技術士法によると、技術士は「科学技術に関する高等の専門的応用能力を必要とする事項についての計画、研究、設計、分析、試験、評価又はこれらに関する指導の業務を行う者」と定義されています。技術士資格は「科学技術の応用面に携わる技術者にとって最も権威のある国家資格」(上述の文部科学省ホームページによる。)と位置付けられています。

詳しい統計を見つけられなかったので、10万4千人のうち何割程度の技術士が事務所の看板を掲げて営業しているか把握していませんが、それほど大きな割合ではないと推測されます。
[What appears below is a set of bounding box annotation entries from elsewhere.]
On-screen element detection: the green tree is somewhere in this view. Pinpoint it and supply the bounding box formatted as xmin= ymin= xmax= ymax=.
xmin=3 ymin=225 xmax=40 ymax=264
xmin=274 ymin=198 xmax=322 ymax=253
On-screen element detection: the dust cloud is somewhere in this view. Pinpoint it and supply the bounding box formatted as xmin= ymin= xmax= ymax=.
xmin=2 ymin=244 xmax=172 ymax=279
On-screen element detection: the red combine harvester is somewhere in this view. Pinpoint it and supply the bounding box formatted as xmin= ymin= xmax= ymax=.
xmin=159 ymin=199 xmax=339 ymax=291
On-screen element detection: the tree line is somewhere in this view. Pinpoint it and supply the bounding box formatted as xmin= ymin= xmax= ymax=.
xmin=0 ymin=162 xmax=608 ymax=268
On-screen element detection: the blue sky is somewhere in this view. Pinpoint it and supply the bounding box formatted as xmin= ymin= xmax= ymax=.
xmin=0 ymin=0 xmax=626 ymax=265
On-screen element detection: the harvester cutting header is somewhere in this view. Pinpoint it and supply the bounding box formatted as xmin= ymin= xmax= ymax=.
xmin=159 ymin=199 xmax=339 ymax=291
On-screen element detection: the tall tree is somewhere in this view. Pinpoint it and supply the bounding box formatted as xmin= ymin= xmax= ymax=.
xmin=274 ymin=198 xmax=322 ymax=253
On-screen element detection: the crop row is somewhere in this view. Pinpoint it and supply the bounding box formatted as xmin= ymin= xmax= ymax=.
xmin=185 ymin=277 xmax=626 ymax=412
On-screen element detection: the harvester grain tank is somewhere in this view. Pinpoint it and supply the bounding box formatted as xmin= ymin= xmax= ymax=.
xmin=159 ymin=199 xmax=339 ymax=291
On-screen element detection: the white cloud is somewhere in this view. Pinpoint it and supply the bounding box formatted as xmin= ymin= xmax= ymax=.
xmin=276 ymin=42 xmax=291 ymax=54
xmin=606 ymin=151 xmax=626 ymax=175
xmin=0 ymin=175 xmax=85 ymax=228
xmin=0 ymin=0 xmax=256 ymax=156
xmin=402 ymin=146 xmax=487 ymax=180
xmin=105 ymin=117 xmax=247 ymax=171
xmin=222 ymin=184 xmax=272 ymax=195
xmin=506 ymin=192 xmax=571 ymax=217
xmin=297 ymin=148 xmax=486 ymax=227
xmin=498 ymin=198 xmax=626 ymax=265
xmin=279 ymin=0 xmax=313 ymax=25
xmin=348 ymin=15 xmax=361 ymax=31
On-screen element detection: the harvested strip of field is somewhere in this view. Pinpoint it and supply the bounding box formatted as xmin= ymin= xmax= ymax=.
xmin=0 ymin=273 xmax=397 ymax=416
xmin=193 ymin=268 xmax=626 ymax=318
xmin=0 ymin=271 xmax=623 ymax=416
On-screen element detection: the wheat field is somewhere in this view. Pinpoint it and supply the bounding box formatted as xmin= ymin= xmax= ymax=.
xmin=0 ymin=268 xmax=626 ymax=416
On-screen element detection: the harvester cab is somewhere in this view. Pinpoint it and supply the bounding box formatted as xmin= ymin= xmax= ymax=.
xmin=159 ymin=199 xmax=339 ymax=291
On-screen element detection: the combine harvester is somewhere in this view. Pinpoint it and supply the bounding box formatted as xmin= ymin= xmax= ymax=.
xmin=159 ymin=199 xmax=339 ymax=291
技術士の大多数は企業(それも中規模以上、多くは大企業)に属し、企業内技術士として活動しているようです。

技術士試験は、決してやさしいものではなく、単に技術的な知識の有無を問う試験でもありません。受験者の実務経験の深さ(技術的成果だけでなく、QCD的に見たプロジェクトの管理実績や成否など)が評価されます(対照的に弁理士の試験は、主に知財関連法に関する知識を問い、実務経験の深さを問うものではありません。)。国家資格の試験としてはかなり難しい部類に属すると思います。にもかかわらず、技術士を名乗って自営する人の割合も、社会的な知名度も、試験の難しさに見合って高いとは決していえない状況にあります。

一定の専門分野で優れた実績を積み重ねた技術士が、その分野では技術コンサルタントとしてよく知られ活躍していますが、技術的な専門分野は他の士業(法律、会計、労務など)の取り扱い分野に比べて一般にはなじみが薄いものになりがちで、その辺りが社会的な知名度に影響しているかもしれません。

しかしながら技術士は、社会的にもっと活用されてよい人的リソースです。「科学技術に関する高等の専門的応用能力」とは、科学技術を現実世界のいろいろな事象(これにはビジネスも当然に含まれます。)にあてはめて、そこに生じるさまざまな問題を解決へ導く能力といいかえることができます。現代のビジネス(もちろん中小・ベンチャー企業も含めて)を取り巻く複雑で多岐にわたる諸事情には、コスト、環境対策、安全、信頼性など、技術の中身と密接に関わる問題が山積みです。これらの問題には、法律、会計、労務などの専門家の助言が場面によって役に立つとしても、技術と無関係には片づけられない領域が必ず含まれます。このようなときに社外の経験豊富な技術コンサルタント(とりわけ、国家資格に裏付けられた技術士)の活用を検討することは、社内リソースに余裕の少ない中小・ベンチャー企業にとって特に一考の価値があると思われます。